20.2.12

do argumento ontológico ao argumento das mãos sujas.


Ontem, a propósito de Borges, andei por aí a conversar sobre o seu "argumento ornitológico".
Uma das coisas que muitas vezes se dizem acerca desse curto e fascinante texto de Borges é que ele é uma versão do argumento ontológico como prova conceptual da existência de Deus. Opino contra essa leitura naquele meu post anterior. De qualquer modo, isso dá-me oportunidade de acrescentar duas coisas.

Primeiro, uma notícia: Nelson Gomes, Professor Titular da Universidade de Brasília, dá, em Lisboa, uma conferência intitulada "O Argumento Ontológico segundo Gödel". É no próximo dia 15 de Março. Mais informação aqui.

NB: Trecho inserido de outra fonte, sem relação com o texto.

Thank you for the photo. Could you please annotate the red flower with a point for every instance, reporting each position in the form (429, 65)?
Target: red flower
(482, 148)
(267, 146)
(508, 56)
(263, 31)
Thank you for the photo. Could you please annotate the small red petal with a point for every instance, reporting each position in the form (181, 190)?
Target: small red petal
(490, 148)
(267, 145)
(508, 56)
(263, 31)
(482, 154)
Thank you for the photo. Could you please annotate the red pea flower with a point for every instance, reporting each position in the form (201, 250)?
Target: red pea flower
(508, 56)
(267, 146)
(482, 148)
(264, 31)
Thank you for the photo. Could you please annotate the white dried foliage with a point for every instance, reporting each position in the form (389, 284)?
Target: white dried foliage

Segundo: uma interessante paródia ao argumento ontológico, na sua formulação inicial por Anselmo de Aosta, também conhecido por Santo Anselmo, veio de outro frade, seu contemporâneo (século XI), Gaunilo de Marmoutiers. Eis como António Zilhão resume essa "reductio ad absurdum" do argumento ontológico como prova da existência de Deus:
1. Perdida é a ilha paradisíaca mais perfeita e agradável que qualquer outra.
2. A ideia de ilha paradisíaca mais perfeita e agradável que qualquer outra existe na nossa consciência.
3. Se a ilha real a que esta ideia corresponde não existisse, teria de faltar um predicado à ideia, a saber, o predicado da existência, pelo que então essa ideia já não seria a ideia da ilha paradisíaca mais perfeita e agradável que qualquer outra, uma vez que seria possível pensar-se noutra ilha que tivesse exactamente as mesmas propriedades de Perdida e ainda a propriedade da existência.
4. Logo, se a ideia de ilha paradisíaca mais perfeita e agradável que qualquer outra existe, então o objecto que lhe corresponde tem também que existir pois, caso contrário, a ideia em causa deixa de ser a ideia que é, o que constitui uma contradição.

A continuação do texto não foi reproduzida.